A divisão de castas ainda é muito forte no Nepal e Índia, mas nas grandes cidades da Índia já se observa alguma diferença nessa cultura. Tem sido também o motivo de muitos indianos abandonarem o hinduísmo para serem por exemplo mulçumanos. Buda em sua época foi um grande revolucionário em não admitir castas e tratar todos os monges e pessoas iguais. No livro de Thich Nhat Hanh, “Velho Caminho, Nuvens Brancas: seguindo as pegadas do Buda”, onde ele conta a história do Buda baseando-se nos sutras, há uma passagem muito bonita, quando o Buda encontra um intocável que carregava esterco, chamado Sunita. Ao ver o Buda o homem foge para o rio, pois estava imundo e não queria contaminar o Buda e seus monges. Buda vai ao seu encontro e o convida para ser um monge, chama Sariputra para ajudá-lo a banha e limpar Sunita e o ordena ali mesmo naquele rio. Com esse ato, o Buda criou furor inicial nas castas elevadas daquela localidade, mas mostrou que em seu caminho não havia separação, seu caminho era da senda da igualdade. Sunita mostrou ser um monge muito aplicado e tinha uma reputação de ter um coração muito puro. 

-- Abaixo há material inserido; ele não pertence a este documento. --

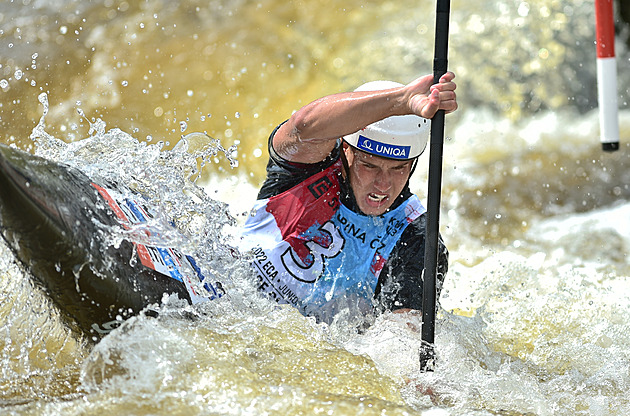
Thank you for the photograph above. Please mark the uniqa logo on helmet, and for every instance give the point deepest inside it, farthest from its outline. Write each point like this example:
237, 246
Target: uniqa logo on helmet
396, 137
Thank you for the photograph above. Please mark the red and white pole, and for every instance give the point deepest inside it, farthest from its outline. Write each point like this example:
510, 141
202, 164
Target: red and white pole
606, 74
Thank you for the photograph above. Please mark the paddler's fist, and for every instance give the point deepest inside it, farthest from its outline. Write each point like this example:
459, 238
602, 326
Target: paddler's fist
426, 98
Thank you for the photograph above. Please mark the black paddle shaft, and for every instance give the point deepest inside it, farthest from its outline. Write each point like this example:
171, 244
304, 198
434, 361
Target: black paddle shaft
440, 62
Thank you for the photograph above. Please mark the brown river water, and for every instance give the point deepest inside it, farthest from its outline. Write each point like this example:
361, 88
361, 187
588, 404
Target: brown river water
535, 313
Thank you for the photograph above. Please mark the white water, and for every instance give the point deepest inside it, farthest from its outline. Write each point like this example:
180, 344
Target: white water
534, 313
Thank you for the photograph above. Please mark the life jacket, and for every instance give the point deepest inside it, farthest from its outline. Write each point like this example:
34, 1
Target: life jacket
313, 252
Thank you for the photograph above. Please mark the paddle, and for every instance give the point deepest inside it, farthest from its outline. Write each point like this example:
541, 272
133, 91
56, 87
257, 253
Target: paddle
440, 61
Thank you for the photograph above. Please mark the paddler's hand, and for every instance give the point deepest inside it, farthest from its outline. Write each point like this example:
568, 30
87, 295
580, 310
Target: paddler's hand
426, 98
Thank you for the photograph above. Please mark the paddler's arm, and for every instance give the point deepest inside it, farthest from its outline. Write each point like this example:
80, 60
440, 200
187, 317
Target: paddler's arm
311, 132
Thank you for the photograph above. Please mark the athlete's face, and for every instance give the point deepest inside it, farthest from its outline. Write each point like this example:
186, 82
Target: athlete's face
376, 181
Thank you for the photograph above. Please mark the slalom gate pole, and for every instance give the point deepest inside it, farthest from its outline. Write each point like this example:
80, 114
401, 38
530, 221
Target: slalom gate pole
606, 75
440, 63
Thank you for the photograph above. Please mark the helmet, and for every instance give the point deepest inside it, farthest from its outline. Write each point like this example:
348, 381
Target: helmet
395, 137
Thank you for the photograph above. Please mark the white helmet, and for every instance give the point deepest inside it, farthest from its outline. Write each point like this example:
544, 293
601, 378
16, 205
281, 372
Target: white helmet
395, 137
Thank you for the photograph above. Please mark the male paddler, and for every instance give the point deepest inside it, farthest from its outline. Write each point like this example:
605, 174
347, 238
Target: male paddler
335, 227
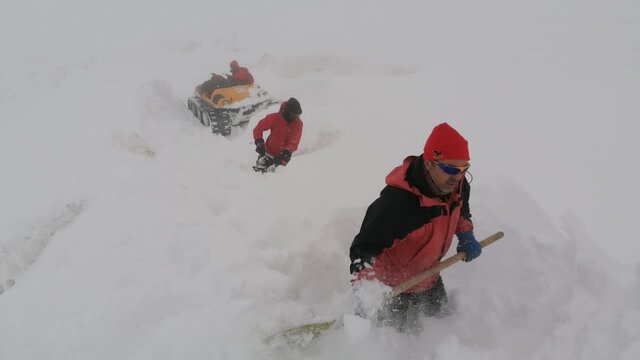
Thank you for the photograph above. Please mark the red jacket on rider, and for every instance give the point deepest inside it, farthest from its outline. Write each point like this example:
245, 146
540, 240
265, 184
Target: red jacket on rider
283, 135
239, 75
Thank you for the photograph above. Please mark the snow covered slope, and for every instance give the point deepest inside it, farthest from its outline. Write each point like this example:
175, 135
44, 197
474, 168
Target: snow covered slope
133, 233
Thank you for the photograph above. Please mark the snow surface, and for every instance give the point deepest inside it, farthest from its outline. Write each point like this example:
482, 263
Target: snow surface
133, 233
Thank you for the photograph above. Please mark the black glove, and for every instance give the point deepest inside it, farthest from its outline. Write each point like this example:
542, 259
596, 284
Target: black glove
468, 244
260, 147
284, 156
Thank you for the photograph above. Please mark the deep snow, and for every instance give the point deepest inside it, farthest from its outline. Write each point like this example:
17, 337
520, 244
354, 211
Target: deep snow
131, 232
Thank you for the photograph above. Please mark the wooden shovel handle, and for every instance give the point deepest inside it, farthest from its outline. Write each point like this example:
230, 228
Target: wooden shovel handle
418, 278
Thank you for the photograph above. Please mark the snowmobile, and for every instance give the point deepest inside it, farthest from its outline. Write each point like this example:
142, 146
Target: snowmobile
223, 107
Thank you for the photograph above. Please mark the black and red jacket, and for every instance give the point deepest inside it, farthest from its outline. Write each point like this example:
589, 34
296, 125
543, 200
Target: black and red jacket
408, 229
282, 136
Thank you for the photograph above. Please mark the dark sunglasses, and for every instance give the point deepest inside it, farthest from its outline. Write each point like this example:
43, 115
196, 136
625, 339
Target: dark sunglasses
452, 170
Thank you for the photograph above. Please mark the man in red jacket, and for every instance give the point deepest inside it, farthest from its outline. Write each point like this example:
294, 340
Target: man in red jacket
410, 227
285, 129
239, 75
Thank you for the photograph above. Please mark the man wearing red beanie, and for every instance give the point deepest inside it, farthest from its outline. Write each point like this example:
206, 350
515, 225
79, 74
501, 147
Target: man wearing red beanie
410, 227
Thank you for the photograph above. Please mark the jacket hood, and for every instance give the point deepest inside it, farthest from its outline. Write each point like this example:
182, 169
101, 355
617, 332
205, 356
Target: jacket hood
398, 177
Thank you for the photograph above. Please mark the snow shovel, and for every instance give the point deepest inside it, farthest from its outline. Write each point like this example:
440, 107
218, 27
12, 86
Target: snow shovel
305, 333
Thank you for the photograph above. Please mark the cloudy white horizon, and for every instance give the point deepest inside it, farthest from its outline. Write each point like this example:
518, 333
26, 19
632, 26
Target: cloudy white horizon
132, 232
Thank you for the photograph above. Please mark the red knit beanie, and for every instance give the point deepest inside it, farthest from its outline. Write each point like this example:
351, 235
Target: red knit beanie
445, 143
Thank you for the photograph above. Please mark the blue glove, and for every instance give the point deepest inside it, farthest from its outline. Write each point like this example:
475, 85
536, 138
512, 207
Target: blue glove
468, 244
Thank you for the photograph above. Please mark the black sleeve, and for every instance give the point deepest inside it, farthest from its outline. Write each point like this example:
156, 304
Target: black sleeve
392, 216
466, 194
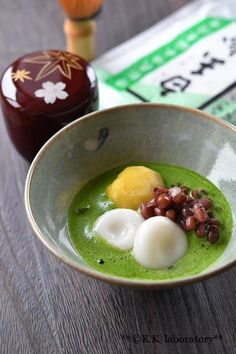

A visita ao crematório foi uma experiência incrível e profunda. Morte e renascimento juntos num mesmo lugar. Espiritualidade manifestada de diferentes formas. Ali mesmo, um pouco depois das plataformas a direita, há cavernas onde os mestres budistas Tilopa e Naropa meditaram. Não escolheram ali por acaso, não é? Contemplando todo o ritual de cremação pude recordar como a vida pode ser tão frágil, e em poucas horas um corpo pode se transformar em cinzas. Para onde aquele espírito terá ido? Qual será seu próximo renascimento? Será que ele sofreu para morrer? Como foi a sua vida até então? Sua vida teve sentido? Minha vida tem sentido? Sua vida tem sentido, meu irmão, minha irmã? Eu estava ali assistindo a morte de um estranho, sua morte não estava separada de mim, sua morte era minha morte. 

Apesar de budista, me vi pedindo ao deus Shiva que concedesse as suas bençãos para que eu pudesse ter condições financeiras para retornar ao Nepal e visitar esse lugar. Aliás o deus Shiva foi o presente da Índia para mim. Vamos dizer assim, um amigo. No budismo não há a crença em um deus criador, e os Budas e Deidades são representações de nossa natureza iluminada. Então, como posso ver Shiva? Sendo um deus que rege os ciclos de morte e renascimento, destrói o velho e trás o novo, acho que é um bom amigo agora que estou voltando ao Brasil (ainda sem data), voltando a atuar como psicóloga, uma profissão que também lida, simbolicamente, com a morte e renascimento. 

Visitando Kathmandu, não esqueça de visitar o Templo de Pashupatinath! Não tenha medo de contemplar a morte dessa forma simples, profunda e bela! 


Juliene Macedo
Maio/2010

Há várias fotos do templo da net, basta pesquisar no Google. Se quiser ver mais fotos minhas, visite meu álbum, clicando aqui. Há também um vídeo sobre o assunto, que uma amiga fez: Shiva - video / Tashi Delek - blog

Diretrizes para se chegar no Templo Pashupatinath de Boudha: saindo pelo portão da Grande Stupa, na rua principal, passar para o outro lado, pegando uma rua a esquerda. Descer a rua até chegar numa outra rua principal, paralela a um rio. Passar para o outro lado da rua, e seguir a direita até onde tem uma passagem, uma ponte, pelo rio, para o outro lado. Nesse lugar da ponte tem também um templo pequeno e acho que é um lugar que foi/é de cremação, e não tenho certeza, mas acho que foi usado como cenário no filme do Pequeno Buda. Passando para o outro lado, segui-se na estrada até chegar num templo hindu. Estrangeiros não podem entrar nesse templo, mas antes da entrada principal dele há outra que dá numa escadaria. Pega-se essa entrada e segue-se pela escadaria. À direita tem um parque de cervos. Continua-se andando por algum tempo, passando por vários santuários de Shiva, até chegar numa escadaria, que descendo vai dá no crematório.